Another thing I noticed was how much commentary on life there is in this novel. Whether it’s how people treat Ribsy or how they treat each other, she’s showing her readers the most important thing is to treat everyone and everything the way you wish to be treated. (And she’s not lecturing the reader about it–we’re just following Ribsy on his quest to get home.) Ribsy knows how can and can’t be trusted, and he teaches the reader this. Ribsy has a lot of experiential knowledge (duh–he’s a dog). And this knowledge makes him really smart and helps him figure out how to get back to Henry. In this way, Ribsy shows kids they are smart too–not because they’re learning from books or getting high marks on tests but because they can learn by doing. He’s showing readers the value in experience.

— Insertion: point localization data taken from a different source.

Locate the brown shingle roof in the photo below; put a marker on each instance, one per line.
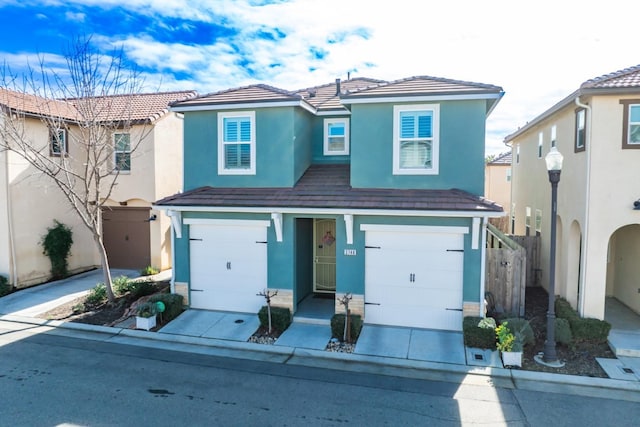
(253, 93)
(137, 108)
(35, 105)
(134, 107)
(628, 77)
(422, 85)
(326, 98)
(327, 187)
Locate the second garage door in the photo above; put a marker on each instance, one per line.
(414, 276)
(228, 266)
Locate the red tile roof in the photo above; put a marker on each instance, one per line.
(327, 187)
(134, 107)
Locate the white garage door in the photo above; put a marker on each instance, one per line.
(414, 277)
(228, 267)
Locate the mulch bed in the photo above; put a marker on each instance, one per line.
(580, 358)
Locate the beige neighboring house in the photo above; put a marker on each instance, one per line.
(597, 130)
(497, 187)
(135, 235)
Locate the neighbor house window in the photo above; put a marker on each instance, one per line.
(336, 137)
(58, 142)
(122, 152)
(416, 139)
(237, 143)
(581, 118)
(540, 143)
(631, 123)
(538, 222)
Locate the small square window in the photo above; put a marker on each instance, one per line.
(336, 137)
(122, 152)
(631, 124)
(58, 142)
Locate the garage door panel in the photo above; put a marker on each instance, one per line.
(228, 267)
(414, 279)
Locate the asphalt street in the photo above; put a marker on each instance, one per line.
(51, 380)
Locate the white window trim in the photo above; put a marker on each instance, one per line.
(327, 122)
(435, 147)
(115, 153)
(538, 221)
(540, 144)
(252, 155)
(65, 149)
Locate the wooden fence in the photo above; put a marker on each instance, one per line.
(506, 272)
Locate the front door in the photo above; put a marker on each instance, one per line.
(324, 255)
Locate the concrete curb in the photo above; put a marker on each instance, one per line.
(500, 377)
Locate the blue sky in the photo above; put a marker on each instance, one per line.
(538, 51)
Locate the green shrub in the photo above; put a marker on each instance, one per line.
(337, 326)
(173, 305)
(477, 336)
(582, 329)
(563, 331)
(564, 310)
(149, 271)
(121, 285)
(280, 318)
(147, 309)
(522, 330)
(589, 330)
(5, 287)
(141, 288)
(57, 245)
(97, 295)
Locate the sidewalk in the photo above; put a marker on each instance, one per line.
(18, 313)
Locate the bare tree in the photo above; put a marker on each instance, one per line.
(87, 108)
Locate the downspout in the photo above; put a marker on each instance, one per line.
(483, 248)
(584, 243)
(12, 247)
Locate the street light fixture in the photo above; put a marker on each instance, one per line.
(549, 356)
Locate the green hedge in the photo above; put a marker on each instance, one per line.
(337, 326)
(582, 329)
(521, 327)
(280, 318)
(173, 305)
(476, 336)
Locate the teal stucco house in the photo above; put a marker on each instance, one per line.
(362, 186)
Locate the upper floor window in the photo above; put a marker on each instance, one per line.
(631, 123)
(122, 152)
(237, 143)
(58, 142)
(336, 137)
(540, 143)
(416, 139)
(581, 141)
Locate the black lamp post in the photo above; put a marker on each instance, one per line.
(554, 167)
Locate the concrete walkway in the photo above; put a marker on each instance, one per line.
(226, 334)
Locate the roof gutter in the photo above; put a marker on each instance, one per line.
(331, 211)
(585, 240)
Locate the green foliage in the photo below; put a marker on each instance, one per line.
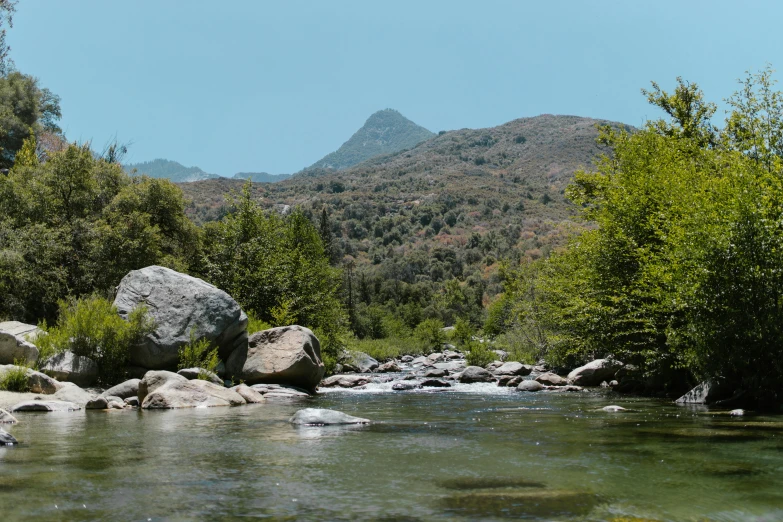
(15, 378)
(199, 353)
(91, 327)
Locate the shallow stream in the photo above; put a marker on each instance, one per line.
(467, 453)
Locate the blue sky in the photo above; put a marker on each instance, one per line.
(273, 86)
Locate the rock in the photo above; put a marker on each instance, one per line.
(705, 393)
(7, 418)
(359, 362)
(475, 374)
(434, 383)
(45, 406)
(405, 385)
(69, 392)
(551, 379)
(279, 391)
(389, 367)
(189, 394)
(284, 355)
(595, 372)
(6, 439)
(129, 388)
(37, 382)
(513, 369)
(195, 373)
(321, 417)
(529, 385)
(15, 342)
(69, 367)
(181, 306)
(98, 403)
(250, 395)
(344, 381)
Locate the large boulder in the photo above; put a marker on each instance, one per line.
(284, 355)
(594, 373)
(475, 374)
(15, 342)
(513, 369)
(181, 306)
(175, 393)
(68, 367)
(321, 417)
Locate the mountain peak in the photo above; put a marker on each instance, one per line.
(385, 132)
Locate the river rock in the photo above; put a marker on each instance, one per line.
(190, 394)
(195, 373)
(6, 439)
(322, 417)
(388, 367)
(551, 379)
(284, 355)
(46, 406)
(344, 381)
(250, 395)
(7, 418)
(595, 372)
(280, 391)
(405, 385)
(475, 374)
(181, 306)
(68, 367)
(530, 385)
(15, 342)
(129, 388)
(513, 369)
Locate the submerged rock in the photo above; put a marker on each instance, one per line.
(6, 439)
(473, 374)
(285, 355)
(322, 417)
(594, 373)
(181, 306)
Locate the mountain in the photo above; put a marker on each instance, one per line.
(161, 168)
(261, 177)
(385, 132)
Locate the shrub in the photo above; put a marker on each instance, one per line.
(91, 327)
(15, 379)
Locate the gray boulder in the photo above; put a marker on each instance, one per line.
(15, 342)
(47, 406)
(531, 386)
(175, 393)
(250, 395)
(7, 418)
(129, 388)
(551, 379)
(594, 373)
(181, 306)
(344, 381)
(69, 367)
(475, 374)
(322, 417)
(284, 355)
(6, 439)
(513, 369)
(195, 373)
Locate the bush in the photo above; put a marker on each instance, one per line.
(15, 379)
(91, 327)
(199, 353)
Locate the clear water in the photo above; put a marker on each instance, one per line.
(477, 452)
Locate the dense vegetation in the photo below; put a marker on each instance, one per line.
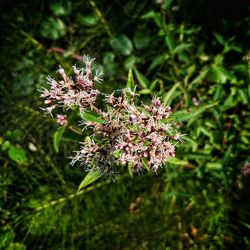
(195, 57)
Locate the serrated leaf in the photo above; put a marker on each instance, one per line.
(17, 154)
(92, 116)
(91, 177)
(57, 137)
(122, 45)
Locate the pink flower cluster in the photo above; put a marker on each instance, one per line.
(69, 93)
(139, 136)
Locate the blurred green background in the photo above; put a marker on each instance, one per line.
(195, 56)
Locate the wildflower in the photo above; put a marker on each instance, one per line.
(61, 119)
(140, 136)
(69, 93)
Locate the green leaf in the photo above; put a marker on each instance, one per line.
(184, 115)
(155, 16)
(145, 92)
(219, 38)
(170, 93)
(60, 8)
(122, 45)
(86, 20)
(57, 137)
(53, 28)
(158, 61)
(144, 82)
(6, 145)
(243, 96)
(218, 74)
(130, 81)
(130, 166)
(17, 154)
(130, 62)
(176, 161)
(181, 47)
(169, 40)
(91, 177)
(145, 163)
(141, 39)
(92, 116)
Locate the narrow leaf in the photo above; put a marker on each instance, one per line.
(130, 82)
(92, 116)
(57, 137)
(91, 177)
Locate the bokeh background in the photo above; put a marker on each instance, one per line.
(195, 56)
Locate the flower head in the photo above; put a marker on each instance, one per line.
(69, 93)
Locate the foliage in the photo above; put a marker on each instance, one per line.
(198, 201)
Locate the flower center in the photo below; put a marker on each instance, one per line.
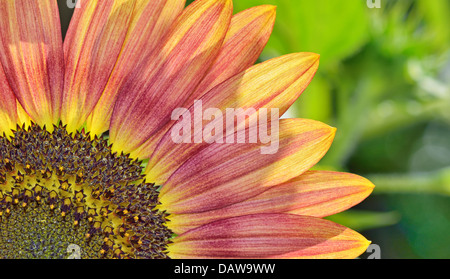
(69, 196)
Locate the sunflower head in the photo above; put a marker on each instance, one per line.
(88, 157)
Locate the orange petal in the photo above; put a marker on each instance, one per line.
(92, 45)
(245, 40)
(32, 56)
(314, 193)
(154, 89)
(150, 22)
(223, 173)
(276, 83)
(269, 236)
(8, 106)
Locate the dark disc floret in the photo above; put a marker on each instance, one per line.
(69, 196)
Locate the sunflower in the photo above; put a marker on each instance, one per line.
(89, 166)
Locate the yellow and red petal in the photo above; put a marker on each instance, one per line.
(269, 236)
(8, 106)
(225, 173)
(155, 89)
(92, 45)
(276, 83)
(150, 22)
(245, 40)
(32, 57)
(314, 193)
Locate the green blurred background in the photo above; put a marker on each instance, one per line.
(384, 82)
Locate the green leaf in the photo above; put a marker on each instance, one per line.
(360, 220)
(333, 29)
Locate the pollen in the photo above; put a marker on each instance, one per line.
(61, 190)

And Ribsy is also a great introduction to the hero’s journey, which will definitely come in handy when readers of Cleary have to slog through Freshman English in high school (with no disrespect to Freshman English teachers–it’s just that the Odyssey isn’t as accessible as Ribsy is).
The kids in the novel have voice and agency. Henry speaks up about not wanting to replace Ribsy and his parents listen. He calls and asks to speak to Joe to try to get Ribsy back–not his parents. The negotiation happens between the kids, which was so refreshing to read. There are no snow plow parents pushing the difficult things out of the way for the kids. They have to figure out how to navigate life’s challenges–with parents there as support. He suggests to his parents they drive around Joe’s neighborhood to try to find Ribsy, and his parents listen. The kids in the novel were just ordinary kids living in an ordinary neighborhood trying to figure out life. And despite some things (like the cost of food or treats) being a bit outdated (or Ribsy’s dog food not being quite up to the swanky dog food standards of today), the overall character and plot development holds up.
I enjoyed being able to go back to Klickitat Street and find it just as left it 40 years ago. This reread showed me I could go home again.
I am not the writer Ms. Cleary was, and I lack the wordsmithing abilities to say how truly grateful I am that she took the time to put her stories down on paper. Her work and her words made me the reader I am today. I know without her books, I probably would have drifted away from reading before I ever fully got started. Wherever you Ms. Cleary, thank you.